Walt
Wellman is over the ocean,
Walt Wellman is over the sea;
Here’s
hoping that bold Walter Wellman
Will make a safe landing in E.
Bring back,
Bring back,
O,
bring back Walt Wellman safe-lee!
Oct.
16, ‘10
Walter E.
Wellman (November
3, 1858 - January 31, 1934) was an American journalist, explorer, and
aëronaut, born at Mentor, Ohio, and educated in the public schools.
On December 31, 1905, Wellman announced he
would make an attempt to reach the North Pole, but this time with an
airship. His newspaper provided funds of USD 250,000, and
he had an airship built in Paris for the Wellman Chicago
Record-Herald Polar Expedition. Wellman established expedition headquarters on
Dane's Island, Svalbard, in the summer of 1906. The hangar was not
completed until August 1906, and the airship’s engines self-destructed when
tested. Wellman rebuilt the airship in Paris that winter and attempted an
aerial voyage to the North Pole in September, 1907. He made a second attempt
without financial assistance in 1909, but mechanical failures forced him to
turn back 60 miles (100 km.) north of Svalbard.

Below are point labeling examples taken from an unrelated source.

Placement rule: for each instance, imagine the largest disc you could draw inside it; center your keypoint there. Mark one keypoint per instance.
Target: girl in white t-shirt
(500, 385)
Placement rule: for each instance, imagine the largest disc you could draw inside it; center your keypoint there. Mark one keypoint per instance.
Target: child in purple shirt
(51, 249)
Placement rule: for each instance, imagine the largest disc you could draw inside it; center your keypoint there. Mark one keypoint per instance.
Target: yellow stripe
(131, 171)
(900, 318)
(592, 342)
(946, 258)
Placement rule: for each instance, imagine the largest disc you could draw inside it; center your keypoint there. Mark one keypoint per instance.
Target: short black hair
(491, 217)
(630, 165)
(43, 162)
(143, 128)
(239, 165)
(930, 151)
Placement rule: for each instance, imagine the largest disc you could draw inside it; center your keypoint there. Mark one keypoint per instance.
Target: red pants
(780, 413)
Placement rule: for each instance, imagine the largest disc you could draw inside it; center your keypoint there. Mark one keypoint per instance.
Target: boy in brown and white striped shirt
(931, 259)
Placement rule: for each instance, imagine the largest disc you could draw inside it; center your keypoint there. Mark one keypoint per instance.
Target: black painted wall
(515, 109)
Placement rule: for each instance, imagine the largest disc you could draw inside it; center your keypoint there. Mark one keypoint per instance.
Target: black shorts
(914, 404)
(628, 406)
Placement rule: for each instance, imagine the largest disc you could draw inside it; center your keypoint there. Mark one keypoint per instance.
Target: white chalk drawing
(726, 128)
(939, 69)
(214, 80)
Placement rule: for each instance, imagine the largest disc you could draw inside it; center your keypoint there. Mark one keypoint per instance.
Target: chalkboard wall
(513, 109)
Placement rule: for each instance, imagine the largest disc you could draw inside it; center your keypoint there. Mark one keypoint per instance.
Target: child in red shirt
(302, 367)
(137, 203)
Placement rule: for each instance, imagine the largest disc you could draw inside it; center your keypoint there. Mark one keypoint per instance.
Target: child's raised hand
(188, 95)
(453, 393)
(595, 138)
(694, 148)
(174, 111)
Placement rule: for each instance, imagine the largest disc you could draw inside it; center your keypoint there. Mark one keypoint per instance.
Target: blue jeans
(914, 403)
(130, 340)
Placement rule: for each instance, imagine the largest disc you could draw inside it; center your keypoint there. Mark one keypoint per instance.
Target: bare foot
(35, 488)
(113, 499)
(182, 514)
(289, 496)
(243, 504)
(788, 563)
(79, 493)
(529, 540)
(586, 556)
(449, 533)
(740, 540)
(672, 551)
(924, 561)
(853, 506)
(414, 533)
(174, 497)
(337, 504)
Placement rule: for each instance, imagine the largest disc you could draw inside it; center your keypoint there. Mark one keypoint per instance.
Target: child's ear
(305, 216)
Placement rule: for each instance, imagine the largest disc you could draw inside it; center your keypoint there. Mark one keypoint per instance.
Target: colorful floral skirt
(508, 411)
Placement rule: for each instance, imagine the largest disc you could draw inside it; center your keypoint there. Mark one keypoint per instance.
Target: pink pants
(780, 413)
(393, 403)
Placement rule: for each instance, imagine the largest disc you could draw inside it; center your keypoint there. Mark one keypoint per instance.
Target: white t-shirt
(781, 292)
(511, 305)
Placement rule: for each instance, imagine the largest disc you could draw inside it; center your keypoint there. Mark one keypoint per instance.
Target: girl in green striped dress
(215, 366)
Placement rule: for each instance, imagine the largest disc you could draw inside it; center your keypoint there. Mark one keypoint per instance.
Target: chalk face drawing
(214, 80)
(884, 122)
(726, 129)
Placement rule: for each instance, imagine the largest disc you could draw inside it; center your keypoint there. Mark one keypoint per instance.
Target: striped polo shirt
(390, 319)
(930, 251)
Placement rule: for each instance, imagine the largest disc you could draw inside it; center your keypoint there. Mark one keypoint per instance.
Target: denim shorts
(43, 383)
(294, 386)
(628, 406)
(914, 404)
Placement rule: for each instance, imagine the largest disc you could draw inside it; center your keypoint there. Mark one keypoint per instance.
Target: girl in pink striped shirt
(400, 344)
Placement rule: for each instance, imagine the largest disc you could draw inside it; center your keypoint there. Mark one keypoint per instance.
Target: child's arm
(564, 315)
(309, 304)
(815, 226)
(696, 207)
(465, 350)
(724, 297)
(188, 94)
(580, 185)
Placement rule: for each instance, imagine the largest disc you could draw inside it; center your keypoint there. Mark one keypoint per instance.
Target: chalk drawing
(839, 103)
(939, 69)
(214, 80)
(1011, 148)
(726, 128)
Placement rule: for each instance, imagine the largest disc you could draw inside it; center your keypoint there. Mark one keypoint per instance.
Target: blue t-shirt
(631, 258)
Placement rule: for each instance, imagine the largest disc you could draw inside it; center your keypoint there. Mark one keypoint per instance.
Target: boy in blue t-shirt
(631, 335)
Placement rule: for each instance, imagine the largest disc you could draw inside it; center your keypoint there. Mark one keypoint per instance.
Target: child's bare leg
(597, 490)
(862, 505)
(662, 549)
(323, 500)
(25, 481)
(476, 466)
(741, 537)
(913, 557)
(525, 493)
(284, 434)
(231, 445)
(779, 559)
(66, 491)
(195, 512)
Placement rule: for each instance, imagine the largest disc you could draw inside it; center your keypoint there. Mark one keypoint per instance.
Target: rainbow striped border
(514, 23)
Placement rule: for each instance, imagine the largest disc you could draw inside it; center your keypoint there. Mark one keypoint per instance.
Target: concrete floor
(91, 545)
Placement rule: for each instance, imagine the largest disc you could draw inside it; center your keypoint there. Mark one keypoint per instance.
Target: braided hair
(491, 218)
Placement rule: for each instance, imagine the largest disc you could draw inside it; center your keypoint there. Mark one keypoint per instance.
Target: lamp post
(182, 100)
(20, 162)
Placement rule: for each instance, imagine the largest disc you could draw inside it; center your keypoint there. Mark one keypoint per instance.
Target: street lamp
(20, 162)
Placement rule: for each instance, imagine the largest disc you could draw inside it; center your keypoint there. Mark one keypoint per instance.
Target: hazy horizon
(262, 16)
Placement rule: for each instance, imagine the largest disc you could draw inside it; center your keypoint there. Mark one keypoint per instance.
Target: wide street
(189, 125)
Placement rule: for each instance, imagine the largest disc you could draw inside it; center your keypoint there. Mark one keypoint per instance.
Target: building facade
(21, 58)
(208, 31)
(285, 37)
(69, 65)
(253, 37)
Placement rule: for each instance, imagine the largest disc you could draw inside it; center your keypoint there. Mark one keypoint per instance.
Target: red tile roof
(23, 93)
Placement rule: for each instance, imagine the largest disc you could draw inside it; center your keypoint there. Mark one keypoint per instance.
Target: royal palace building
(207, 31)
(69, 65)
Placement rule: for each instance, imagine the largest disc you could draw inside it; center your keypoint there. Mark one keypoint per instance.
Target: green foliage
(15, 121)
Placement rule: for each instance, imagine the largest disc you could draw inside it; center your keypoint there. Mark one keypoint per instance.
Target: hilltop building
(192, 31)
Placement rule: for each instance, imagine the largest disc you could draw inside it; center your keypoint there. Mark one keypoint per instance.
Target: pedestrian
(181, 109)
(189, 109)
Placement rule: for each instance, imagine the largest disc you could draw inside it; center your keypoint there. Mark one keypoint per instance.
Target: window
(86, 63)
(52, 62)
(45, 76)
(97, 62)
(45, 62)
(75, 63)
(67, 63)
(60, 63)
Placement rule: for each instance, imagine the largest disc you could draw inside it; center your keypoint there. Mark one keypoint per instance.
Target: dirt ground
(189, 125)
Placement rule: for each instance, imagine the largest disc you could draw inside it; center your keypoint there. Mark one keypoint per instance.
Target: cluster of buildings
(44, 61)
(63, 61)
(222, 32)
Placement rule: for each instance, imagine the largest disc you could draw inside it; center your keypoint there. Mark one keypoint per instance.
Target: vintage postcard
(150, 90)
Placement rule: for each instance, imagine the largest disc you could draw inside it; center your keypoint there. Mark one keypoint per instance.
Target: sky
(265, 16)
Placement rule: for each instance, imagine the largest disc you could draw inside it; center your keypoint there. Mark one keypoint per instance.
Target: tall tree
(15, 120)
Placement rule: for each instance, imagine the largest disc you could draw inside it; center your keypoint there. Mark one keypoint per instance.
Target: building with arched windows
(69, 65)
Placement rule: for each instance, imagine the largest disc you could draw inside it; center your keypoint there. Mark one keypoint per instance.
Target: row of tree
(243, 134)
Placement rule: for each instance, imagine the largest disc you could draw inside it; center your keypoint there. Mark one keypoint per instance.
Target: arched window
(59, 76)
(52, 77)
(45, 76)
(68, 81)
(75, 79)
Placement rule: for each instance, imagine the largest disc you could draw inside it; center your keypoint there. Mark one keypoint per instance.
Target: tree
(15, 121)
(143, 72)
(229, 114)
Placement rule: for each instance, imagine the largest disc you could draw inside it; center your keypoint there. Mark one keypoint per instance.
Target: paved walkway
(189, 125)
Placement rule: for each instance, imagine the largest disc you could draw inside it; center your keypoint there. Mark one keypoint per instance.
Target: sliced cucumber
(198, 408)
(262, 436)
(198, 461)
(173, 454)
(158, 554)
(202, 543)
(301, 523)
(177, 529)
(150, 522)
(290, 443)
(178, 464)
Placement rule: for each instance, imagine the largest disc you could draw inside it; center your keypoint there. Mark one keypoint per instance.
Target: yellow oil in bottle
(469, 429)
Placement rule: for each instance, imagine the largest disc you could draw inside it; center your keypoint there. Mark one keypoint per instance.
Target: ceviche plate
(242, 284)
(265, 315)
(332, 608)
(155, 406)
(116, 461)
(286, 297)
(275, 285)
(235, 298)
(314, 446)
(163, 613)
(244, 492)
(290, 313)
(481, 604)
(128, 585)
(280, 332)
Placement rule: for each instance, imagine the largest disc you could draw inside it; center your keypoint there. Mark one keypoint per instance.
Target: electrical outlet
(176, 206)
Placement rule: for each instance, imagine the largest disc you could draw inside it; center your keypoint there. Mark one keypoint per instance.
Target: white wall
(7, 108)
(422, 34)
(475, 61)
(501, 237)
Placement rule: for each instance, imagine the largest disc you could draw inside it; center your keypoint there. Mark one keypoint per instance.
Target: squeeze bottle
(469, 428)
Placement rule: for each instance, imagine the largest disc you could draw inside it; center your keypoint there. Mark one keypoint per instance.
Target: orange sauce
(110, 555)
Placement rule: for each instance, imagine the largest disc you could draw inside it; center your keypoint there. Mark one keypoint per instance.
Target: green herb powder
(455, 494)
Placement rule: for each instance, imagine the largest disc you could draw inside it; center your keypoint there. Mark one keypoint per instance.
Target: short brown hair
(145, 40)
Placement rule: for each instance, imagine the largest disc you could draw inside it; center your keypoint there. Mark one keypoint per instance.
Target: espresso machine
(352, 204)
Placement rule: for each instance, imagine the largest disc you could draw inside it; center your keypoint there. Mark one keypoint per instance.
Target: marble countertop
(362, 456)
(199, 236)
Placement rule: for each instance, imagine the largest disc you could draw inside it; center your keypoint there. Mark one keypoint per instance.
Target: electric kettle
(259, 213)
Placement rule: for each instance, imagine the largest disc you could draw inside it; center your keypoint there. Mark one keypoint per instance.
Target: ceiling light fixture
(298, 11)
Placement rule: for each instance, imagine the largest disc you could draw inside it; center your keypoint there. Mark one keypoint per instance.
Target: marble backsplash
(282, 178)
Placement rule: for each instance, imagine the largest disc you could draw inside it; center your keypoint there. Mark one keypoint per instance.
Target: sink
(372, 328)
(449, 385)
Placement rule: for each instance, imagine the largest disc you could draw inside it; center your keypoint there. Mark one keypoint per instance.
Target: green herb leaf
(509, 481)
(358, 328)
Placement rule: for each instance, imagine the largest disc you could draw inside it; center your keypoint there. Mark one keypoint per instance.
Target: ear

In the northern autumn of 1910, Wellman
expanded his airship America to 345,000 cubic feet (9,760 cubic
metres) and launched from Atlantic City, New Jersey on 15 October 1910. The
engineer Melvin Vaniman sent one of the first aerial radio transmissions
when he urged the launch boat to "come and get this goddam cat!" -
the cat Kiddo who was (at first) not happy about being airborne. After 38
hours the engine failed and the airship drifted until they were rescued by the
Royal Mail steamship Trent not far from Bermuda.